Intervening with Students
It is important to contact students when their observed behaviors within the course indicate cause for concern (e.g., disengaged or at-risk of not succeeding). In addition to the obvious behavior of not submitting assignments, checking the Learning Management System’s (LMS) “Student Tracking” tool frequently (sorting by last access) allows the instructor to identify students who have not logged in to the LMS within a specified time period (e.g., more than one week). Monitoring the grade book at key intervals (e.g., one-quarter of the way through the course or at mid-term) allows the instructor to identify students whose grade average places them at risk of not succeeding in the course (e.g., less than a C average). Some contemporary learning management systems include within their “learning analytics” features semi-automated tools for identifying students who have exhibited behaviors of concern and facilitating the sending of LMS-based messages to these students. As Cornell and Martin (1997) conclude about similar behaviors, “these are signs that something is amiss with the student and his or her progress through the class.”

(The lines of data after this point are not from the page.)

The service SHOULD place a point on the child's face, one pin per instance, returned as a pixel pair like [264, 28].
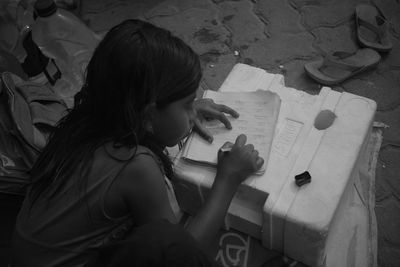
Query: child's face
[174, 122]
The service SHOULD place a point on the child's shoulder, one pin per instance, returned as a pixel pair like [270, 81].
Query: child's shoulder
[138, 160]
[123, 153]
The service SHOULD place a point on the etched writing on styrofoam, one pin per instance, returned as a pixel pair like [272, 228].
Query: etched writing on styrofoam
[233, 250]
[287, 137]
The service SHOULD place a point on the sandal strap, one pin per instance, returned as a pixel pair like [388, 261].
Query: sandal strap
[335, 60]
[380, 30]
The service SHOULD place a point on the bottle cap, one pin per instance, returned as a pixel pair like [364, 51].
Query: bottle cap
[45, 8]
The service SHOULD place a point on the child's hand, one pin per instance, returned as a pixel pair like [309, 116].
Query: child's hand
[239, 163]
[207, 109]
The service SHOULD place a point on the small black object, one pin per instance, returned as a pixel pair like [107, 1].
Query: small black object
[303, 178]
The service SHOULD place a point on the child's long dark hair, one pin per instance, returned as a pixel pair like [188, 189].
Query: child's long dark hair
[135, 64]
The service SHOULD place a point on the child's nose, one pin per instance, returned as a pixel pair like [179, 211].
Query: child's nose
[193, 114]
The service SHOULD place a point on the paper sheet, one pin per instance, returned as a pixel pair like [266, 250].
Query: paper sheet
[258, 115]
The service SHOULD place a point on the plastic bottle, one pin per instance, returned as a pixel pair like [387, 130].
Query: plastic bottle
[60, 35]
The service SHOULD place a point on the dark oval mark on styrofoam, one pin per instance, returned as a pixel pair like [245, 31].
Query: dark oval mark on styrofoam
[324, 119]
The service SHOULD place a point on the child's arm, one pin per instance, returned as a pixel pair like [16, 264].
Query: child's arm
[143, 190]
[233, 168]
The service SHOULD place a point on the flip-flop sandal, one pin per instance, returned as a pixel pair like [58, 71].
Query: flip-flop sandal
[339, 66]
[372, 28]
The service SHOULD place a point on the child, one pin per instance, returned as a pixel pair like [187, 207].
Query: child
[104, 170]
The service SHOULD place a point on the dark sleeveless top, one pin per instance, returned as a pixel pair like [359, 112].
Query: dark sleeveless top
[69, 229]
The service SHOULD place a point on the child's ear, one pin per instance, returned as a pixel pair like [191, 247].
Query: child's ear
[150, 111]
[149, 115]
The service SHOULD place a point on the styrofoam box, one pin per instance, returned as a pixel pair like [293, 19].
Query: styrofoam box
[296, 221]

Methods of contacting students should align with the cause for instructor intervention. For instance, sending a learning management system (LMS)-based message to a disengaged student who isn’t logging in may be less productive than sending a message to that student’s “real” email address. Email messages (whether within the LMS or external) have the advantage of being easily retrievable for documentation purposes. However, a telephone call from the instructor may make more of an impact on the student.
Depending on the severity of the situation (and the instructor’s time/inclination) it may be advisable to schedule a one-on-one synchronous consultation with the student (via telephone, Skype, instant messaging, etc.) to discuss course expectations, current student strategies, and necessary changes in behavior. Of course, these proposed tactics outside of the LMS presuppose that the instructor has solicited personal contact information at the beginning of the term and is willing to intervene with the student as soon as possible (Cornell & Martin, 1997).
How to Intervene
A student invention is appropriate after key course events such as the first week of class, a major exam/test, a milestone assignment/project, or the week of the withdraw deadline. Determine performance criteria to group students into sub populations. Customize a message based on the group’s performance. For a low performing group, send information on how to receive assistance in the course whether it is office hours, tutorials, or other resources. It is important to address the population which did not complete the particular task and determine why they did not complete the coursework. (Conversely, for a well performing group, sending positive reinforcement is also an option.)
This strategy can be used in isolation or in sequence with the following strategies to more effectively engage with your students outside of class:
Create a Personalized Student Intervention
- Reach More Students with Targeted Office Hours
- Managing Student Interaction with Sign Up Sheets
- Use Web Conferencing Tools for Office Hours
Intervention Tools Available in Learning Management Systems
- Canvas: Message Students Who
- Blackboard: Early Warning System
- Moodle: Engagement and Learning Analytics Module
- Desire2Learn: Intelligent Agents
Link to example artifact(s)
From UCF’s Dr. Kelvin Thompson (graduate course in educational technology)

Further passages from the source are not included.